The key to using the Independent Chip Model (ICM) is making choices that have a positive expectation over time. In Part One, we went over the calculation of a player’s current chip stack as a dollar value. Now we can move forward and make decisions based on that information.
In the example used in Part One, we worked out the equity of five players remaining in an $11 nine-player sit-and-go:
Player 1: 1,740 chips = $15
Player 2: 835 chips = $8
Player 3: 1,585 chips = $14
Player 4: 2,590 chips = $20
Player 5: 6,750 chips = $33
Let’s say Player 5 eliminates Player 3 on the very next hand. Player 5 now has 8,335 chips and is in an ideal position on the bubble. The new equity values are as follows:
Player 1: 1740 chips = $19
Player 2: 835 chips = $10
Player 4: 2590 chips = $24
Player 5: 8335 chips = $37
Even though Player 5 collected all of Player 3’s chips, the equity of every player increases because the removal of one player at the table improves the chances of everyone making money.
With four players still alive and the top three places paying, it becomes a survival game for the short stacks. Thus, the big stack can take advantage by raising and applying pressure. This is the point in a sit-and-go where ICM becomes crucial. When should the big stack be raising? What range of holdings can the small stacks give the big stack and how often can they call?

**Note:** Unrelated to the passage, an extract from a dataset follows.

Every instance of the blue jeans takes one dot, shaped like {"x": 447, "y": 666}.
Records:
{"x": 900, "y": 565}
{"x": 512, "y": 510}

If we are Player 1 in this example, our main goal is outlasting Player 2, the shortest stack at the table. All of our judgments can be made based on what our expected equity would be by raising, calling or folding.

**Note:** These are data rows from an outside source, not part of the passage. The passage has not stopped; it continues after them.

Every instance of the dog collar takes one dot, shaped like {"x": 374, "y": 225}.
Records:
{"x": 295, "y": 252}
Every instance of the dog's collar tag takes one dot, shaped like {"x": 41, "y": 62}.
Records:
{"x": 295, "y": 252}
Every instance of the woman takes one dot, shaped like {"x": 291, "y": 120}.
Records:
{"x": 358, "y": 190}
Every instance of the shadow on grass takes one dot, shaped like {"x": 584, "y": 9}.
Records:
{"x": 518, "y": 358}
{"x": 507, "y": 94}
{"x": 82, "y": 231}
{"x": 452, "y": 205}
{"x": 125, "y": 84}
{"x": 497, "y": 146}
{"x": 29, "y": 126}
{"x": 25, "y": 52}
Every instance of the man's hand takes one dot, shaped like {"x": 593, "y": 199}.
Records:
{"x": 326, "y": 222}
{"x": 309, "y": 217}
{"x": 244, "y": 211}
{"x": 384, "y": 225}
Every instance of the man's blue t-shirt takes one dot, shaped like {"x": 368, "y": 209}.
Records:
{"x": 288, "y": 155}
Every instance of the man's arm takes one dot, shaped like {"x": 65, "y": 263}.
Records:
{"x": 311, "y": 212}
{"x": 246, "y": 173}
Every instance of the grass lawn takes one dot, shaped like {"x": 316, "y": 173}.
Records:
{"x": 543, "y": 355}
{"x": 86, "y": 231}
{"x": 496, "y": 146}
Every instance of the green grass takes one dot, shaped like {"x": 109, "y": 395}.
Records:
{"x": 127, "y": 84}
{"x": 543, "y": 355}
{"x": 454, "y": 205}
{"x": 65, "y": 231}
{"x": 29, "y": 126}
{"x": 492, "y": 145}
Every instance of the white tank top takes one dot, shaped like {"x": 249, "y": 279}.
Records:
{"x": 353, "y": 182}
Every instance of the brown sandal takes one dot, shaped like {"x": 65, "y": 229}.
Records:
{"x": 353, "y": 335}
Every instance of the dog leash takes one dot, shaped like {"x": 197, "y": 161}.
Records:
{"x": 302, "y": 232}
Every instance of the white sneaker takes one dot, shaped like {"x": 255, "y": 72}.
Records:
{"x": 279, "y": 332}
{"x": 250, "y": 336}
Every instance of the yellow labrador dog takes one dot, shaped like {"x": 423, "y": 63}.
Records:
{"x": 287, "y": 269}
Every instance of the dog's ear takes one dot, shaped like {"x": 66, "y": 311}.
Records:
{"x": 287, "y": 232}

Now let’s say we’re in the small blind on the next hand. Player 2 is in the big blind. Blinds are 75/150. Player 4 folds in the cutoff and Player 5, the big stack, moves all in from the button. We look at our hole cards and see Ace-Jack suited. What do we do?

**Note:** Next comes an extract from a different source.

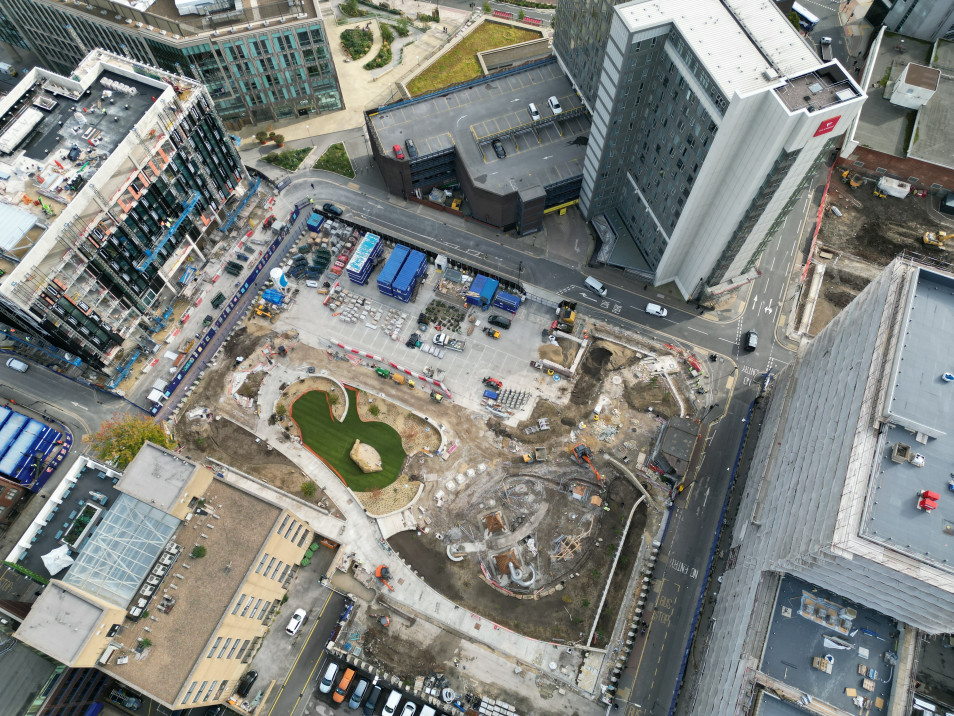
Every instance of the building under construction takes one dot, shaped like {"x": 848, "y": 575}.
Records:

The first objective is to assign a range of cards to Player 5. What could he make that move with? Given that he has almost all of the chips in play, and he’s been very aggressive throughout the tournament, we’re going to assume that Player 5 is moving all in with almost any two cards. He knows that we, along with Player 2, are merely trying to survive and finish in the top three. Therefore he can use his stack to bully us around.
The range we come up with for Player 5 is the top 90% of hands, which means he could be making this move with any pair, A2+, K2+, Q2+, J2+, T2+, 92+, 83o+, 82s+, 74o+, 72s+, 64o+, 62s+, 54o, 52s+ and 43s. Using an equity calculator program such as PokerStove, we can find that our AJ suited is a 3-2 favorite (almost 60% equity) against Player 5’s range.
In any other format, this would be an easy call for us. After all, there’s a 60% chance we’ll win the pot! But the variable in a sit-and-go is the stack sizes of your opponents, and we have to factor a short-stacked player into our decision. By making the call and winning the pot (assuming the big blind folds), our stack increases to 3,630, giving us $27 in equity. However, if we call and lose, we finish in fourth place and our equity is $0.
So if we ran this hand 1,000 times:
600 times we win and have $27 in equity. 600*27 = $16,200
400 times we lose and have $0 in equity. 400*0 = $0
At the end of 1,000 tries, our equity is $16,200/1,000, which equals $16.20. If we fold, we have 1,665 chips and $19 in equity, making this call a losing play in the long run.
In order to make a profitable call we need a hand with more than 70% equity against Player 5’s range. To be safe we should only be calling with pocket tens or better.
Not even Ace-King suited has enough value to make a call in this example. In fact, it has almost the same equity as our AJ suited against Player 5’s range. Overvaluing AK is a mistake seen often on the bubble of Sit & Gos. Hopefully this article will sway you from doing it in the future.
This is just one example of how useful the Independent Chip Model can be in Sit & Gos. They are a unique form of poker because there are many situations where folding is correct even when you know you have the best hand. Many top players stay away because of the mechanical math-related nature of the game, but when played correctly using ICM, Sit & Gos can be very rewarding to your bankroll.